# Does assignment precede logical operator?

03 Aug 2020I have encountered a weird situation while I’m writing a piece of code in Ruby. Here is the sample code extracting the essence of the problem I have faced. First, I tried to get the matching result with a line of code as follows.

```
p1 = /hello/
p2 = /world/
s = "hello, world"
if m1 = s.match(p1) || m2 = s.match(p2)
puts "m1=#{m1}"
puts "m2=#{m2}"
end
```

It shows:

```
m1=hello
m2=
```

Oops, I forgot that the logical operator `||`

does the short-circuit evaluation. It makes `m2`

nil. What I wanted to do was checking both regular expressions are matching with the given string. Here is the correct one.

```
if m1 = s.match(p1) && m2 = s.match(p2)
puts "m1=#{m1}"
puts "m2=#{m2}"
end
```

But it shows:

```
m1=world
m2=world
```

Hmm, the result was unexpected. Why is `m1`

assigned by the outcome of `p2`

pattern? I expected that the result of the matching of `p1`

pattern is assigned to `m1`

and so forth for `m2`

. Is the precedence of the operators correctly working?

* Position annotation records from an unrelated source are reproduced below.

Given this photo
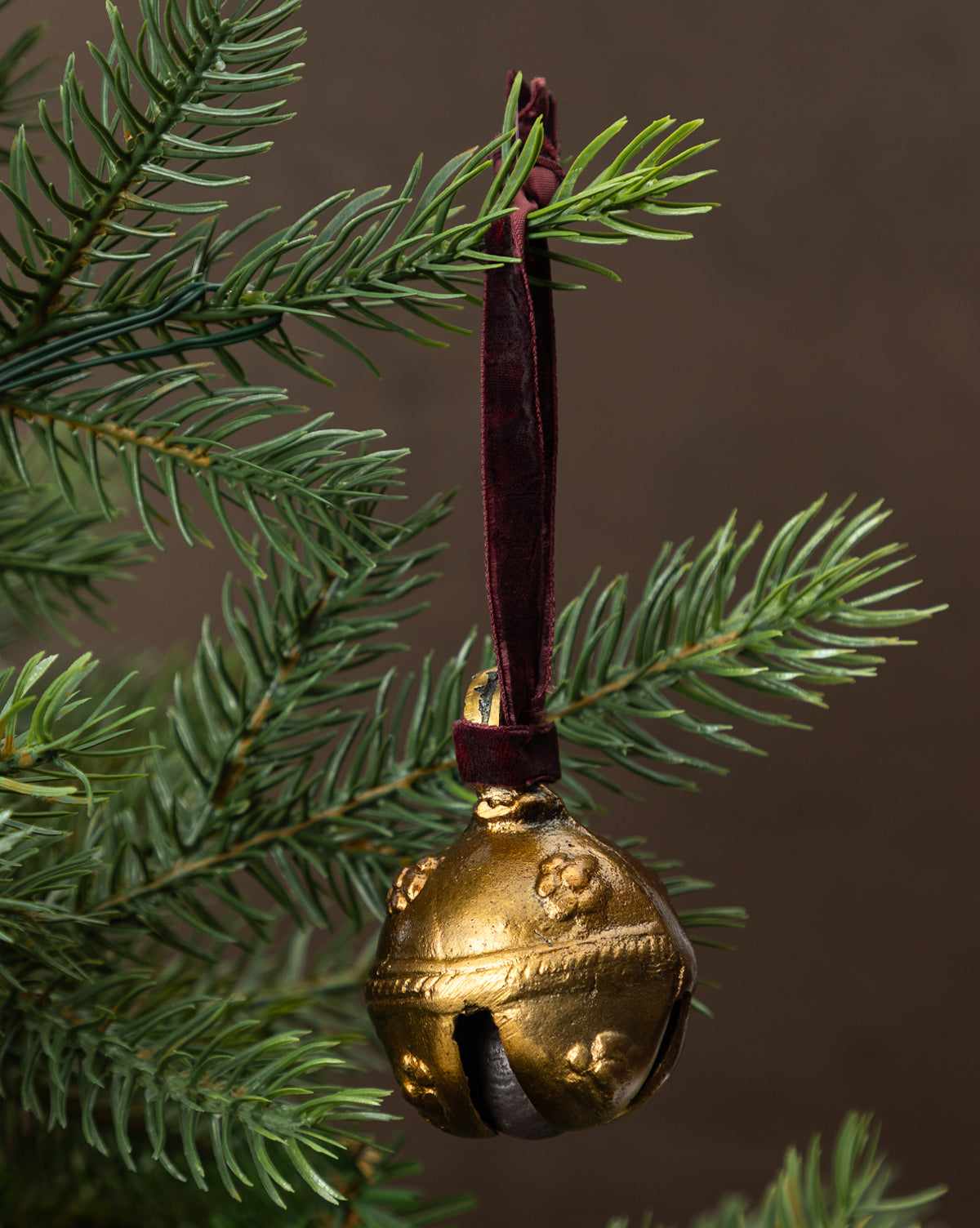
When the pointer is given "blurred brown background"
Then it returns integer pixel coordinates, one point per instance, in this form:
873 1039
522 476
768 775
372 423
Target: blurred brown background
819 334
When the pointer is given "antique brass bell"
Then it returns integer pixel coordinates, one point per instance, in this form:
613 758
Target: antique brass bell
531 979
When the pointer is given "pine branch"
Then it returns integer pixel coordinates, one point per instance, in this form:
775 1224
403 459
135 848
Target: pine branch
851 1195
338 799
185 64
14 102
617 668
44 763
51 563
300 487
51 1179
343 274
193 1066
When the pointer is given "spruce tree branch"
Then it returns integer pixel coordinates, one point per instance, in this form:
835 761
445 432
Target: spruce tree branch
234 765
185 1059
851 1194
116 434
712 645
194 870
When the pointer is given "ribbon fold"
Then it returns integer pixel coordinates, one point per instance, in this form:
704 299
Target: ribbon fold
519 445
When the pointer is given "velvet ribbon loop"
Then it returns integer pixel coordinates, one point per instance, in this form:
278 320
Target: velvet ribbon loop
519 443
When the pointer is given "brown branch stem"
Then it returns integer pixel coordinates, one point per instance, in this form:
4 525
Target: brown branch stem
660 667
234 765
114 434
190 869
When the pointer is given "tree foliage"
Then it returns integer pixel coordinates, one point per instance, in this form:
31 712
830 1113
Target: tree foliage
804 1195
158 839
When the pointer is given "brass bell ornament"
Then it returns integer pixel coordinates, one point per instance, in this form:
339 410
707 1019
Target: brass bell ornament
532 979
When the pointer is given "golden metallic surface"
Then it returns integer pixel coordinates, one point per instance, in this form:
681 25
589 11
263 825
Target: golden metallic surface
482 704
564 940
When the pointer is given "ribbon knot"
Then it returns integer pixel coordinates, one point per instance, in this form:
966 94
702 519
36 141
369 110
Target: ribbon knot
519 443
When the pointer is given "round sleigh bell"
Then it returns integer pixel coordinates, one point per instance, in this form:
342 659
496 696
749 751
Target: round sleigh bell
532 979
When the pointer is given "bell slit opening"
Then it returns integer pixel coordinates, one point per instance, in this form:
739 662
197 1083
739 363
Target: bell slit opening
497 1094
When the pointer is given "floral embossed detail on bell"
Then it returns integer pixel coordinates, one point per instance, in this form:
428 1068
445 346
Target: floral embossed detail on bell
418 1083
568 886
411 881
604 1062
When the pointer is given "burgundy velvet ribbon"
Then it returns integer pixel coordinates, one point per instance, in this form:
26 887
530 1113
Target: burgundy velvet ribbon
519 443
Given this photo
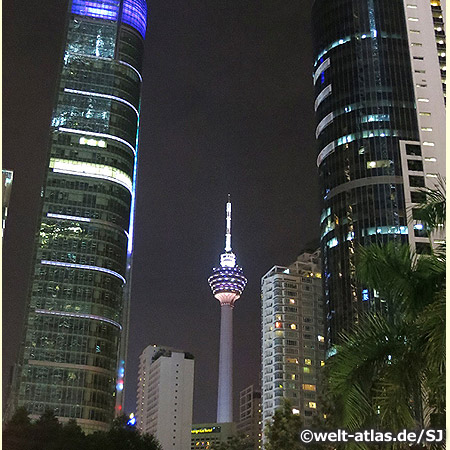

According to the Ruby operator precedence, the logical operator `&&`

precedes the assignment operator `=`

. Therefore, the evaluation order of the previous code should be same as:

```
if (m1 = s.match(p1)) && (m2 = s.match(p2))
puts "m1=#{m1}"
puts "m2=#{m2}"
end
```

Obviously, its outcome is expected.

```
m1=hello
m2=world
```

In reality, the evaluation looks like:

```
if m1 = (s.match(p1) && m2 = s.match(p2))
puts "m1=#{m1}"
puts "m2=#{m2}"
end
```

The logical operator follows the assignment to `m2`

.

Since the result seems weird and I’m still not sure the mechanism behind this behavior, I posted one question in StackOverflow

I would very much appreciate it if you could find the answer to this problem. Thanks!